After the early roadblock in The Hateful Eight’s production, Tarantino wanted to create a film that exceeded all expectations and left viewers in awe of its splendor. Choosing a unique filming approach that complements the vast landscapes and horizon-stretching scenery of western films, Tarantino opted for a recondite camera process called Ultra Panavision 70 to capture his newest motion picture. Panavision’s anamorphic camera lenses take images on 70 millimeter film (compared to the 35 millimeter film of typical movies), resulting in a wider and more detailed picture. However, since movies are not typically shown at this scale, many theaters across the country were forced to either upgrade their equipment or forego the screening of The Hateful Eight. Only 100 theaters in the entire country were equipped to play the film in 70 millimeter through an actual film projector, causing the movie to be a special experience reserved for exclusive audiences willing to trek to a designated theater.
As if the film were not already unique enough, Tarantino revived the grand film exhibition style of 1950s roadshows, a form of theatrical release that brought audiences to theaters with the promise of a special event. Tarantino reveres roadshows as a form of release that made movies memorable. What differentiates them from normal movie releases are their grandeur: reserved-seat tickets are sold well in advance, and each ticket comes with a souvenir program that includes behind-the-scenes photos, character descriptions, and character posters. As the audience takes their seats, a stagnant image that reads “OVERTURE” comes on screen as a Broadway show introductory version of the soundtrack plays softly in the background. Once the music ends, the lights dim and the picture begins. No trailers. No ads for the theater’s concessions. No requests to turn off electronic devices. The movie immediately begins.
What follows this introduction, however, is a lot less simple. In the fictional account of history that is The Hateful Eight, Tarantino divides the movie into two parts with several chapters and a 12-minute intermission between the two acts, a signature characteristic of roadshows. Meticulously unfolding the movie’s context and preparing for the whirlwind of events that follow in later chapters, the film’s first half is somewhat of a slow build and has been attacked by critics as unnecessarily long and drawn out. As a director, Tarantino is constantly breaking boundaries and setting his own rules with the creation of his films, ignoring tried and true filmmaking methods and taking risks with new ideas. While The Hateful Eight does at times venture into tedium, this is simply Tarantino’s way of avoiding mediocrity and moderatism, forcing moviegoers to pick a side between fan or foe of his films.

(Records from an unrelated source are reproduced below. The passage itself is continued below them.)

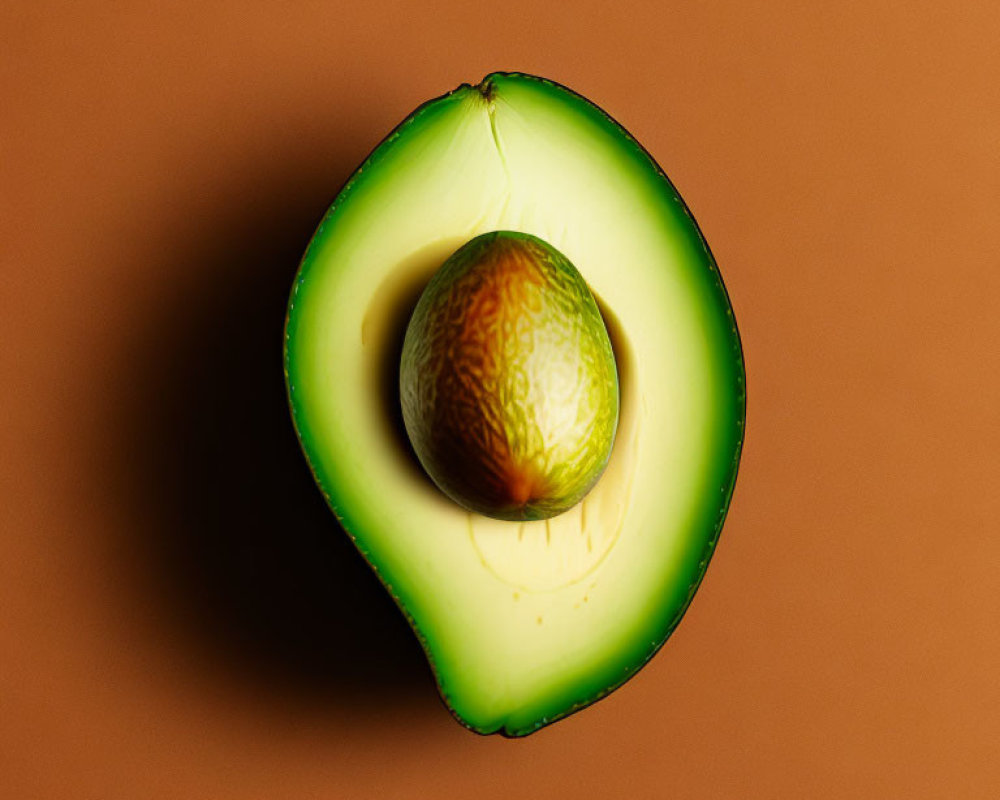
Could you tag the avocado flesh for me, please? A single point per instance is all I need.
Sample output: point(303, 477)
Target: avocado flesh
point(523, 622)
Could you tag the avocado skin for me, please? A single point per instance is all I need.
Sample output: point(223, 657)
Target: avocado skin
point(336, 473)
point(507, 382)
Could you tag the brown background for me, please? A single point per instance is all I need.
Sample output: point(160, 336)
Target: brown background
point(178, 616)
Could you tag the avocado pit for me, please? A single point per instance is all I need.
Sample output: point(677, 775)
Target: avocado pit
point(508, 382)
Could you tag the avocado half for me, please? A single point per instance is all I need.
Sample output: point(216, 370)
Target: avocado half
point(523, 622)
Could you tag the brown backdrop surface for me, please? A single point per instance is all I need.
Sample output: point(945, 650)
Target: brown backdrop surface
point(179, 618)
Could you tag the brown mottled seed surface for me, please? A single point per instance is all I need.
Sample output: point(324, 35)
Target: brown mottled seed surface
point(508, 381)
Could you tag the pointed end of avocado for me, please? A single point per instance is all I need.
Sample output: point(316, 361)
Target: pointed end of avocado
point(487, 88)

Another signature element of Tarantino’s films is their controversial subject matter. Having toyed with topics such as slavery, homosexuality, violence and misogynism in the past, Tarantino engulfs his audience in the racism that plagued our nation for decades after the Civil War. Minnie’s Haberdashery becomes the divided America of post Civil War times that has stretched beyond the walls of this fictitious stagecoach lodge into the contemporaneity of today. Fitting an entire nation in a single room, Tarantino thrusts his audience into the world of hate and cruelty that our ancestors were both perpetrators and victims of.

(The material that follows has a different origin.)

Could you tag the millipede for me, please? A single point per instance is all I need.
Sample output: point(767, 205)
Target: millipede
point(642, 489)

Whether you are a fan or a critic of The Hateful Eight’s extreme and controversial nature, one thing is for certain: Quentin Tarantino’s resurrection of a forgotten form of cinematic presentation is a special experience that moviegoers will likely never have again. Even if you are not a huge Tarantino fan, experiencing his latest film in the lost art of 70 millimeter projection is reminiscent of a time when seeing movies was more special than it is today.